Symptom: high latency / timeouts¶

Likely causes:

downstream dependency latency spike,
queue saturation (backpressure), or
retries amplifying load.

Fix:

tighten timeout_s and reduce retries,
reduce concurrency at the busiest tool/node boundary,
scale worker replicas only after you’ve bounded retries/timeouts.

Symptom: duplicate side effects (double writes)¶

Cause: retries re-executed a side-effecting node.

Fix:

make side effects idempotent (idempotency key based on trace_id + step),
or separate “compute” and “commit” nodes and only commit once.

Symptom: cross-tenant leakage¶

Cause: shared traces/headers or unsafe logging/artifacts.

Fix:

enforce tenant boundary at ingress and in tool config,
redact logs and avoid persisting raw tool payloads.

Observability (what to log + what to measure)¶

Minimum production observability¶

Structured logs (JSON) for penguiflow loggers.
Runtime FlowEvent capture via middleware.
Derived metrics for:
node_success / node_error / node_timeout counters,
node latency histogram (ms),
queue depth gauges (incoming/outgoing/total),
cancellation and deadline skip counters.

See:

Security / multi-tenancy notes¶

Do not tag metrics with trace_id (cardinality explosion). Use logs/events for trace-level debugging.
Treat tool outputs as untrusted; never log raw payloads by default.
Keep secrets out of Message.meta and out of persisted events unless you intentionally secure that store.
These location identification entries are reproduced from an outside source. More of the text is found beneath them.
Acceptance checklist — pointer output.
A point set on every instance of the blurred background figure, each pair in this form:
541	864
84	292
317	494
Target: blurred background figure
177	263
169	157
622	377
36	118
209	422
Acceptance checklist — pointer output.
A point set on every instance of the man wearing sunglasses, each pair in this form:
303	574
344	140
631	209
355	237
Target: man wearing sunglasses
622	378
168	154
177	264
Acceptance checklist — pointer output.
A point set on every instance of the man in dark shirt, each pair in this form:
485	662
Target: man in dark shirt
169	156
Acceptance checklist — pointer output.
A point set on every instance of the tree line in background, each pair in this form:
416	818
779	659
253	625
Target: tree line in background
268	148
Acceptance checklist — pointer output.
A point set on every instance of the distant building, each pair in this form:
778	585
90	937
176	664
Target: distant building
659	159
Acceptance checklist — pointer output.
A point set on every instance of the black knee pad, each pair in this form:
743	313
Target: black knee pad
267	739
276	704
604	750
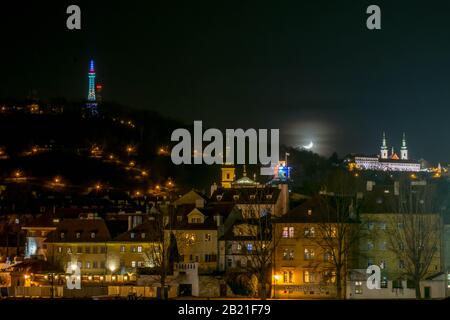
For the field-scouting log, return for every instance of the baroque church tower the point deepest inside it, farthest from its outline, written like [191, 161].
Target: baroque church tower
[384, 150]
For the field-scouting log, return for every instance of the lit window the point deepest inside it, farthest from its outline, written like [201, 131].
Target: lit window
[310, 232]
[358, 287]
[288, 254]
[288, 276]
[308, 277]
[309, 253]
[327, 256]
[285, 233]
[329, 276]
[291, 232]
[333, 232]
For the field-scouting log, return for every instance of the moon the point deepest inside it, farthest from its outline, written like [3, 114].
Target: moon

Runnable example: “golden” service skeleton¶

This skeleton shows the lifecycle hooks you want in a long-lived process:

from __future__ import annotations

import asyncio
import logging

from penguiflow import (
    Headers,
    Message,
    Node,
    NodePolicy,
    configure_logging,
    create,
    log_flow_events,
)


async def handler(msg: Message, _ctx) -> Message:
    # Replace with your real work.
    return msg


async def main() -> None:
    configure_logging(structured=True)
    logger = logging.getLogger("penguiflow.flow")

    node = Node(handler, name="handler", policy=NodePolicy(timeout_s=10, max_retries=1))
    flow = create(node.to(), middlewares=[log_flow_events(logger)])
    flow.run()

    message = Message(payload={"ping": True}, headers=Headers(tenant="demo"))
    await flow.emit(message, trace_id=message.trace_id)
    _ = await flow.fetch(trace_id=message.trace_id)

    await flow.stop()


if __name__ == "__main__":
    asyncio.run(main())

Troubleshooting checklist¶

No results: confirm an egress node exists and routes to Rookery; use fetch(trace_id=...) with envelopes.
Timeouts spike: check downstream latency and queue depths; reduce retries before scaling out.
Retry storms: lower max_retries, cap backoff, and enforce idempotency on side effects.
Leaky logs: switch to structured logs and redact; avoid logging payloads by default.